そこで、本人をけしかけて新聞社に懸賞金をかけさせて、見事金を返却し、逮捕できた算段は見事でした。

女を探せ

あらすじ
2万ドルもの大金を飲み屋のマダムから預かっていた男が天に召された。その後、マダムのお金は行方がわからなかった。
当初この男が他の女に貢いだという不名誉の噂が流れたがそんな女はいなかった。
お金の行方がわからず諦めた時、そのお金は、実はマダムの飲み屋のある場所にちゃんと存在していた。

感想
お金の行方が教会にあると読者に思わせて、実はマダムの飲み屋にあったというストーリーの流れは、さすがに読書に予想させようとするのに無理がありました。

隠された宝

あらすじ
二人の男性が同じ女性に恋をした。二人は恋敵だった。しかし、彼女は二人に何も伝えず親と一緒に引っ越しをした。親が変な虫が寄り付かないためだった。
女性がどこに行ったのか全くわからず、彼らは彼女を必死になって探した。
でも彼女の消息をつかむことはできなかった。そのため二人は協力をするようになる。
そんな時、二人の男のうちの一人に宝の地図が迷い込む。二人は協力して宝を探すが見つからず、二人のうちの一人は諦めて帰ってしまった。
残った一人は諦めきれずに宝を探すと、別の宝を見つけた。

感想
オー・ヘンリーの小説らしい結末がハッピーエンドのストーリーです。
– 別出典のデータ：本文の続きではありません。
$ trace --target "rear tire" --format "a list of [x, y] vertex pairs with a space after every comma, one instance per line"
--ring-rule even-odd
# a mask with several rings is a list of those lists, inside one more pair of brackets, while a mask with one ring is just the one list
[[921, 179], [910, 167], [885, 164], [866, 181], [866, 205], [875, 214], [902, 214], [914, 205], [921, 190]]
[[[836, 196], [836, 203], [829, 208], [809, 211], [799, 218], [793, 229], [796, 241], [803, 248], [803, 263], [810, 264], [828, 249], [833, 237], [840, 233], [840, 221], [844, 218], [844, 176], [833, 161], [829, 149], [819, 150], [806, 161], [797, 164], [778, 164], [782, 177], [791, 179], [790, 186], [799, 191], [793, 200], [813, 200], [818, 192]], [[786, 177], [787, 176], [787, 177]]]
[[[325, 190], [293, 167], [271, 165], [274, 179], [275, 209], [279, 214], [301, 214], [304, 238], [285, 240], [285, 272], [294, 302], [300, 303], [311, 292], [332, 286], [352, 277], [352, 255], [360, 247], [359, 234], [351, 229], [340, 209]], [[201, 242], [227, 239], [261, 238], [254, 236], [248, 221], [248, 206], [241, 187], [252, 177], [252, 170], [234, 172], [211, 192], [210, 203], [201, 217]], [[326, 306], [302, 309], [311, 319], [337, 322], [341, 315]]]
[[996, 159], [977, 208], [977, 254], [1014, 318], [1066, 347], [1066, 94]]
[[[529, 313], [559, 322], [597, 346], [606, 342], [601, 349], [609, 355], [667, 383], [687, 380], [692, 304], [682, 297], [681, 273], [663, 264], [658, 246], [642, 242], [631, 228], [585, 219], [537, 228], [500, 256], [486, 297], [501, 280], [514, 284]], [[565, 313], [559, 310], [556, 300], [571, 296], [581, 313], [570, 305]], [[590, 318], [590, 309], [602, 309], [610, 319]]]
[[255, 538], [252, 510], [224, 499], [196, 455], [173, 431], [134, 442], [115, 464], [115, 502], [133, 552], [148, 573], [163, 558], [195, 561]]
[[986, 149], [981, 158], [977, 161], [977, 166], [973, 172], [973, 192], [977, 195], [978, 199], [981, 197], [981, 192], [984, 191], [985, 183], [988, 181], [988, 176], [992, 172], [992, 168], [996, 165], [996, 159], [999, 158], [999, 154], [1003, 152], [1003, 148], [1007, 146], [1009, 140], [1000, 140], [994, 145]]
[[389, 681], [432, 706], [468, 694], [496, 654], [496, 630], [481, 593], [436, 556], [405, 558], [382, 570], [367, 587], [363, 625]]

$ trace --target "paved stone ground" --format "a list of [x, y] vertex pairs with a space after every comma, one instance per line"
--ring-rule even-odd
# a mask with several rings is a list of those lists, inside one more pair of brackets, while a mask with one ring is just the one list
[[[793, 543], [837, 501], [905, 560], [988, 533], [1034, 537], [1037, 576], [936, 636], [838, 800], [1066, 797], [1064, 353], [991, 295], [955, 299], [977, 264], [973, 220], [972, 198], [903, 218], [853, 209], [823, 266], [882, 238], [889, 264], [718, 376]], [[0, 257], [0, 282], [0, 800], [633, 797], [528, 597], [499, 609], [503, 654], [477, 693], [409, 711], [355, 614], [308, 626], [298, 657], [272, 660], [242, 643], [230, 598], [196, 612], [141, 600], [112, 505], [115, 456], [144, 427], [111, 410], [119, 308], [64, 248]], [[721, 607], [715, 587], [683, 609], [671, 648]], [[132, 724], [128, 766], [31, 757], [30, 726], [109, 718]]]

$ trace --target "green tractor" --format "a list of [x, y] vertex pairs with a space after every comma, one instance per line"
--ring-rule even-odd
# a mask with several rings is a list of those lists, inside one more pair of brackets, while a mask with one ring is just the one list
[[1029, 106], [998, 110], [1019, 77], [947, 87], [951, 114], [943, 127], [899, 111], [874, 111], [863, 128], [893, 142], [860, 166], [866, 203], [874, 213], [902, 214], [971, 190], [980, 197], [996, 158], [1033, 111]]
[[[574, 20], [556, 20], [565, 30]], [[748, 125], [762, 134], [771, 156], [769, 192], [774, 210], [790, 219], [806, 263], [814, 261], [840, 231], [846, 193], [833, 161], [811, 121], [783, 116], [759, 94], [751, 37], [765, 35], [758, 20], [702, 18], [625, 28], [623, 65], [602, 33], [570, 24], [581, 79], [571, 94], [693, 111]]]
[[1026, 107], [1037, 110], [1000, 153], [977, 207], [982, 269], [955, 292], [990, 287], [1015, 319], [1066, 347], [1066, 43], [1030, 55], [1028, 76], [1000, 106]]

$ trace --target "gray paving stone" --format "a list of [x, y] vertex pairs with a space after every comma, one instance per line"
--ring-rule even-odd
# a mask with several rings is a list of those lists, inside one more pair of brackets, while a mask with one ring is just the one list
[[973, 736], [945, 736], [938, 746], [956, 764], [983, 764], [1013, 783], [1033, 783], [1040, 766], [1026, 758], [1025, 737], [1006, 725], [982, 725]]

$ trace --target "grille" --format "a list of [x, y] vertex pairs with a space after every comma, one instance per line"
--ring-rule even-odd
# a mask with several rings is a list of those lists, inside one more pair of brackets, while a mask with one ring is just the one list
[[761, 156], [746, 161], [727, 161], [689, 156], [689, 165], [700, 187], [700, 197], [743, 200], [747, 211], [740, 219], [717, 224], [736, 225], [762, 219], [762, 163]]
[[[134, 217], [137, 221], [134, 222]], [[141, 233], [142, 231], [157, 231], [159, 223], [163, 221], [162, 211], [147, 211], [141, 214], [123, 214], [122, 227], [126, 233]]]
オー・ヘンリーの小説では終盤が急展開する面白さがあります。
ストーリーの最初に登場する女性は、話の筋に無関係かと思って読んでいましたがその考えは間違っていました。
実はこの女性こそが物語の大事な宝物でした。

キャロウェイの暗号

あらすじ
戦争中の新聞特派員が日本の軍の検閲を暗号で交わし、特ダネをアメリカの新聞社に送る

感想
軍の作戦行動を暗号で新聞社に送ることよりも、終幕のシーンのやりとりのほうが機知に富んでいます。
こういう頭の良い所がオー・ヘンリーの小説らしさです。
また、日本が(戦争中の内容なので、あまり嬉しい気はしませんが)小説の内容に登場するのはちょっとびっくりです。こういった小説ではあまり東洋のアジアの国が登場するのは珍しい気がします。